When you sprint, the “fast” muscle fibers give you that winning kick. In a marathon or just day-to-day activity, however, the “slow,” or type 1 fibers, keep you going for hours.
In people with myotonic dystrophy, the second most common form of muscular dystrophy and the one most likely to occur in adults, these slow or type 1 fibers do not work well, wasting away as the genetic disorder takes its grim toll. In a report that appears online in the Proceedings of the National Academy of Sciences, Dr. Thomas A. Cooper, professor of pathology & immunology at Baylor College of Medicine, and Dr. Zhihua Gao, a postdoctoral associate at BCM, showed how an aberrant alternative splicing program changes the form of an enzyme (pyruvate kinase of PKM) involved in the fundamental metabolism of these muscle cells, leaving them unable to sustain exercise. The enzyme reverts to the embryonic form (PKM2), which changes its activity in the cell.
Alternative splicing is one of the secrets as to how the estimated 25,000 human genes code for the 100,000 or more proteins important to the functioning of the human body. For one gene to make different proteins, it has to alter the genetic message, choosing which coding parts of the gene called exons are included in the protein “recipe” used by the cell’s protein-making machinery.
“In the case of PKM2, this enzyme represents a shift back to the fetal splicing pattern,” said Cooper. “What was striking was that if you look at the histology (the tissues seen at a microscopic level) of the skeletal muscle, only the slow fiber types – the ones affected in myotonic dystrophy – have this splicing event switch.” The slow fibers are those most affected in myotonic dystrophy.
“We don’t know what it is doing to the metabolism, but it seems to be pushing it in the opposite direction from what slow fibers do,” said Cooper. “This is related to the loss of slow fibers in myotonic dystrophy.”

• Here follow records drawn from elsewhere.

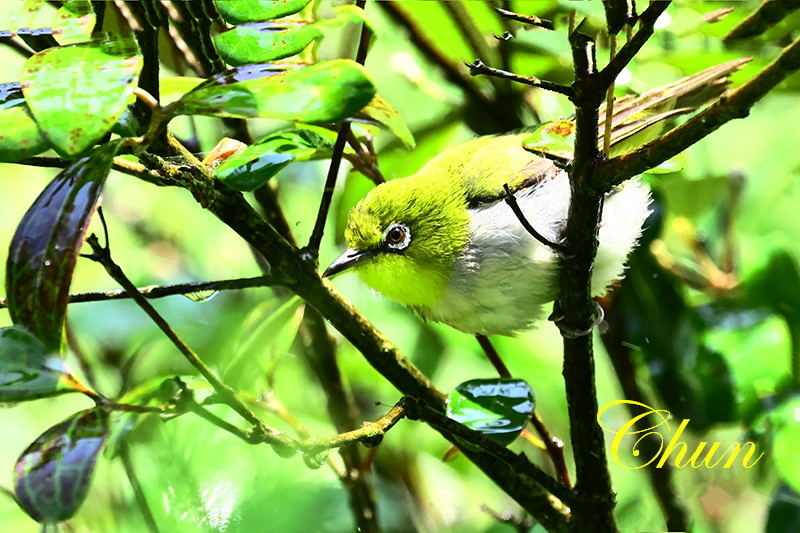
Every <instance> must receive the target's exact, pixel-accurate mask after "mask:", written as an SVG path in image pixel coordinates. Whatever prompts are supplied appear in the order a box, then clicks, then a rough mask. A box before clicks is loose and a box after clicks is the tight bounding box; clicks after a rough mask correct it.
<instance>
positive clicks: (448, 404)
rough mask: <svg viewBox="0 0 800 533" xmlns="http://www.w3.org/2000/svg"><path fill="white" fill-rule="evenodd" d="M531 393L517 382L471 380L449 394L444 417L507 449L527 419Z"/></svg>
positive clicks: (531, 407)
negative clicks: (507, 446)
mask: <svg viewBox="0 0 800 533" xmlns="http://www.w3.org/2000/svg"><path fill="white" fill-rule="evenodd" d="M533 408H534V400H533V391H532V390H531V388H530V386H529V385H528V384H527V383H526V382H525V381H523V380H521V379H473V380H470V381H465V382H464V383H462V384H461V385H459V386H458V387H456V388H455V390H454V391H453V392H451V393H450V397H449V399H448V402H447V416H448V417H449V418H452V419H453V420H456V421H457V422H460V423H462V424H464V425H465V426H467V427H469V428H470V429H473V430H475V431H478V432H480V433H483V434H484V435H486V436H487V437H489V438H490V439H493V440H496V441H498V442H499V443H501V444H503V445H504V446H507V445H508V444H511V442H512V441H513V440H514V439H516V438H517V436H518V435H519V434H520V433H521V432H522V430H523V428H524V427H525V425H526V424H527V423H528V421H529V420H530V418H531V413H532V412H533Z"/></svg>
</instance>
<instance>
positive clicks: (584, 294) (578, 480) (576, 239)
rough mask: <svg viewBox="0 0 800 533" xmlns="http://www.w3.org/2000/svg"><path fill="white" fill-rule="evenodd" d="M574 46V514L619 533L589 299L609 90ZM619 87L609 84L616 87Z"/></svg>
mask: <svg viewBox="0 0 800 533" xmlns="http://www.w3.org/2000/svg"><path fill="white" fill-rule="evenodd" d="M570 44H571V47H572V57H573V63H574V67H575V84H574V88H575V95H574V96H573V98H572V101H573V103H574V104H575V123H576V133H575V157H574V159H573V162H572V165H571V166H570V168H569V178H570V189H571V194H572V197H571V203H570V208H569V216H568V219H567V227H566V230H565V238H566V246H567V253H566V257H567V258H568V259H567V260H564V261H563V262H562V267H561V274H560V287H561V292H560V295H559V299H558V302H557V305H558V309H559V310H560V313H561V314H562V316H561V317H560V320H559V322H557V324H558V325H559V327H560V328H561V330H562V335H563V336H564V369H563V375H564V384H565V387H566V393H567V406H568V410H569V420H570V441H571V443H572V447H573V456H574V458H575V473H576V482H575V488H574V492H575V494H576V501H575V504H574V506H572V509H573V516H574V520H575V531H592V532H593V533H614V532H615V531H616V525H615V520H614V505H615V498H614V491H613V489H612V486H611V476H610V474H609V471H608V462H607V458H606V454H605V441H604V439H603V433H602V429H601V428H600V426H599V425H598V423H597V420H596V419H595V417H596V414H597V410H598V405H597V390H596V384H595V363H594V354H593V348H592V337H591V328H592V323H593V305H592V303H593V301H592V299H591V296H590V287H591V272H592V263H593V262H594V258H595V255H596V254H597V228H598V225H599V223H600V214H601V211H602V199H603V193H602V191H598V190H597V189H596V188H595V187H593V185H592V182H593V181H594V180H593V172H594V169H595V167H596V166H597V164H598V163H599V162H600V161H601V160H602V154H601V153H600V152H599V150H598V145H597V139H598V134H599V129H598V121H597V117H598V112H599V108H600V103H601V102H602V101H603V98H604V97H605V94H606V91H607V90H608V83H606V81H605V80H604V79H603V78H602V77H601V76H599V75H598V72H597V67H596V63H595V48H594V42H593V41H591V40H590V39H589V38H588V37H586V36H584V35H581V34H580V33H579V32H578V31H575V32H573V33H572V34H571V35H570ZM613 79H614V78H613V77H609V82H610V81H613Z"/></svg>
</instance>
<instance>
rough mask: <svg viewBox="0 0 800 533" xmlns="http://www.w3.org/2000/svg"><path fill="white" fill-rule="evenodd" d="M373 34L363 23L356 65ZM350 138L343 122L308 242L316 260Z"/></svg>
mask: <svg viewBox="0 0 800 533" xmlns="http://www.w3.org/2000/svg"><path fill="white" fill-rule="evenodd" d="M365 4H366V0H357V1H356V6H357V7H359V8H361V9H362V10H363V9H364V5H365ZM371 35H372V34H371V32H370V30H369V28H368V27H367V24H366V23H363V22H362V23H361V34H360V37H359V41H358V51H357V52H356V63H359V64H361V65H363V64H364V62H365V61H366V59H367V51H368V50H369V41H370V36H371ZM349 136H350V123H349V122H343V123H341V124H340V125H339V133H338V134H337V136H336V142H335V143H334V144H333V153H332V154H331V164H330V166H329V167H328V177H327V178H326V179H325V188H324V189H323V190H322V199H321V200H320V204H319V210H318V211H317V220H316V222H315V223H314V229H313V231H312V232H311V238H310V239H309V240H308V245H307V246H306V250H307V251H308V252H310V253H311V255H312V256H314V258H315V259H316V258H317V256H318V255H319V245H320V243H321V242H322V234H323V233H324V231H325V221H326V220H327V219H328V211H329V210H330V207H331V202H332V201H333V191H334V189H335V188H336V178H337V177H338V175H339V167H340V165H341V164H342V155H343V154H344V145H345V144H347V139H348V137H349Z"/></svg>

To figure out how this happens, Cooper and his colleagues used antisense oligonucleotides (snippets of genetic material designed to target specific areas of a gene) to bind to the precursor RNA (genetic material that carries the code for a protein) for PKM, and thus force it in the other direction – to the embryonic form.
“Doing this, we showed there could be a change in metabolism in myotonic dystrophy and we showed it in the whole animal,” said Cooper.

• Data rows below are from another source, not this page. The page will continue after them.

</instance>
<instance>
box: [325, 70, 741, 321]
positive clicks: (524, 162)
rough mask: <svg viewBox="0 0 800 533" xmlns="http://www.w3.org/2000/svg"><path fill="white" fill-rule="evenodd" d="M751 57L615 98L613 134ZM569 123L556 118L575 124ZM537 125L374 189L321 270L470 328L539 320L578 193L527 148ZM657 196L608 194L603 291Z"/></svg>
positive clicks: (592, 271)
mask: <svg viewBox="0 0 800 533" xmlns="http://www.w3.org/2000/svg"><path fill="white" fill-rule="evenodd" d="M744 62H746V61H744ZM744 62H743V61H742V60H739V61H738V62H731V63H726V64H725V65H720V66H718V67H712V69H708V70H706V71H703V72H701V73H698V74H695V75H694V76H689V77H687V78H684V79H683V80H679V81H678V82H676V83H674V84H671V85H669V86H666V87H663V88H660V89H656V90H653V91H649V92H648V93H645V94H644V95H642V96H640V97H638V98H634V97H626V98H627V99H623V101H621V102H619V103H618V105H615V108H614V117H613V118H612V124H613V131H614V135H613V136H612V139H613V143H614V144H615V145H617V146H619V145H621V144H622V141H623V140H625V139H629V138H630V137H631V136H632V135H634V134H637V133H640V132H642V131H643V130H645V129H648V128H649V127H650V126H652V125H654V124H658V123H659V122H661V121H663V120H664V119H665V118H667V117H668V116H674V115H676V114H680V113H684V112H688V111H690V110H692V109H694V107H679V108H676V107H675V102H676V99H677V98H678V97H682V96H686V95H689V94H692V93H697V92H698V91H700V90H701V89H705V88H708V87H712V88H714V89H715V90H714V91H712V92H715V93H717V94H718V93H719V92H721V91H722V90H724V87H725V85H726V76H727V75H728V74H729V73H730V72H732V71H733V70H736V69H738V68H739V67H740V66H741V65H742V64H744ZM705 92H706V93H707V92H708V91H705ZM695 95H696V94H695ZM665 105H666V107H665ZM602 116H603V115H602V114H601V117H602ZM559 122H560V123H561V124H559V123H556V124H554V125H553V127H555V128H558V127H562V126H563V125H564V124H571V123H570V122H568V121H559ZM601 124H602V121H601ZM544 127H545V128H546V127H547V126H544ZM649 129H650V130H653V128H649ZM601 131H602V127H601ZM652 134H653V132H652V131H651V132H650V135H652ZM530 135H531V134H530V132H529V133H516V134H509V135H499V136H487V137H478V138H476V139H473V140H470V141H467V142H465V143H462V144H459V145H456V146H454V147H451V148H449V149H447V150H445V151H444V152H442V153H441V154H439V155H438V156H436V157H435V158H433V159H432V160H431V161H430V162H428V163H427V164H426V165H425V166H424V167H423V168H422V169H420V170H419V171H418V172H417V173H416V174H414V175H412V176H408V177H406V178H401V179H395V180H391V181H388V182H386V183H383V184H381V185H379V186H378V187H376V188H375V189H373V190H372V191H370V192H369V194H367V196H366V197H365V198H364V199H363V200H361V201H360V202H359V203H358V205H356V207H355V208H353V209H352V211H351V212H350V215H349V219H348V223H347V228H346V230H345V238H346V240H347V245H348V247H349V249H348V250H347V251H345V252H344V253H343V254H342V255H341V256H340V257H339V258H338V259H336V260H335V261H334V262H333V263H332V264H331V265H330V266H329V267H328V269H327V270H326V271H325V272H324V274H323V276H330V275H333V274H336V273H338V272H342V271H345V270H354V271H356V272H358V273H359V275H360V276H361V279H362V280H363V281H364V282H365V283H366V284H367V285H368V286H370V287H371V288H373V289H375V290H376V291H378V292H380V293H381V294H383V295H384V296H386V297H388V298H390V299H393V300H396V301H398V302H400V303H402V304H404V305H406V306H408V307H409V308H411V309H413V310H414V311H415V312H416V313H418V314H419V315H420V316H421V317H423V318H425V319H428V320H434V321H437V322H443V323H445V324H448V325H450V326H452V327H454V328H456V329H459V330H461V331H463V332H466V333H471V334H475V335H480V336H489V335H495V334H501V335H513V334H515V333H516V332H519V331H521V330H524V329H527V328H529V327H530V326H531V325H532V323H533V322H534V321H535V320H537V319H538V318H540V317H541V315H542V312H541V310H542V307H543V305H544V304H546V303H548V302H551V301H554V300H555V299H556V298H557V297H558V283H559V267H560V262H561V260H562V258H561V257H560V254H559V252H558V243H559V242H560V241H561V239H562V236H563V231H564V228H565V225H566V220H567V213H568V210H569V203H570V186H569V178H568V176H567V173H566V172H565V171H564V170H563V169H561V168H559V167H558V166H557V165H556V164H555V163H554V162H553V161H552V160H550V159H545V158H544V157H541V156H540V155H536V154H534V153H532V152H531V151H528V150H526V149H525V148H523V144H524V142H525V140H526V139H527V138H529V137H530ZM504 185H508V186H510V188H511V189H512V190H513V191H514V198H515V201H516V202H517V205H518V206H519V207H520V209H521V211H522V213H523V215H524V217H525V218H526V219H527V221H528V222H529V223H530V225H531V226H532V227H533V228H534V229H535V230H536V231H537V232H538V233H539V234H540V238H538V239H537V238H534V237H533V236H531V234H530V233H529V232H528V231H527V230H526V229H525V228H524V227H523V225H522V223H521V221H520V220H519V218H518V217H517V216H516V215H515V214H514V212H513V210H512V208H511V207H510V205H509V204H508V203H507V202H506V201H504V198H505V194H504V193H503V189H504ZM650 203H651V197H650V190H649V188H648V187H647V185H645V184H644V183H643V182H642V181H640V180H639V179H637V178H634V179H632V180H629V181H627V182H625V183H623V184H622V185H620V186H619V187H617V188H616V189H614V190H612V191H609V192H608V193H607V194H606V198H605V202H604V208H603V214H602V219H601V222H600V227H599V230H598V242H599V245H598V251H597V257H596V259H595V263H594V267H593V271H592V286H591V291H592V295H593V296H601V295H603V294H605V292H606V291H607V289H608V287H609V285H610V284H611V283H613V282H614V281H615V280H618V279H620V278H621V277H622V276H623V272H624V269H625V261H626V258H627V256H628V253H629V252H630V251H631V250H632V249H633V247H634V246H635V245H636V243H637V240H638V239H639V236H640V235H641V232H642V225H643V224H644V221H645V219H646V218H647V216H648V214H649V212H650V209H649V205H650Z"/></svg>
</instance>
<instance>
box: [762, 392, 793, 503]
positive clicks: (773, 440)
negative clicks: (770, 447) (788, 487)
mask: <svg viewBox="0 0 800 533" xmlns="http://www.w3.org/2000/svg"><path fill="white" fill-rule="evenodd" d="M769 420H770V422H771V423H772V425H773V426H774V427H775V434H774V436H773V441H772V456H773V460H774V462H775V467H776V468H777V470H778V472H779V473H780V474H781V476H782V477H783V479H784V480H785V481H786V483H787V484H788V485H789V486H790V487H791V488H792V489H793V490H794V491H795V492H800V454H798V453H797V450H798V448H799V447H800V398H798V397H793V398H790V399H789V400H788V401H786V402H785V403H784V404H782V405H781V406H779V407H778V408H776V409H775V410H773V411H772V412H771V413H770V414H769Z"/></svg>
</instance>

Myotonic dystrophy occurs when the nucleotides CTG (cytosine, thymine, guanine) repeat an abnormal number of times. When the CTG in the DNA is transcribed into CUG in RNA, the resulting aberrant protein is toxic and disrupts the activity of RNA factors (MBNL1 AND CELF1), which are two RNA splicing factors. The resultant splicing changes somehow drive the skeletal and heart muscle wasting seen in the disease.
“To my knowledge, this is the first time anyone has looked at this alternative splicing event and associated it with a disease other than cancer,” said Cooper. “The muscle wasting in this disease could be due to an imbalance of metabolism.”
Funding for this work came from the Muscular Dystrophy Association and the National Institutes of Health (Grants R01AR45653, R01HL045565, R01AR060733).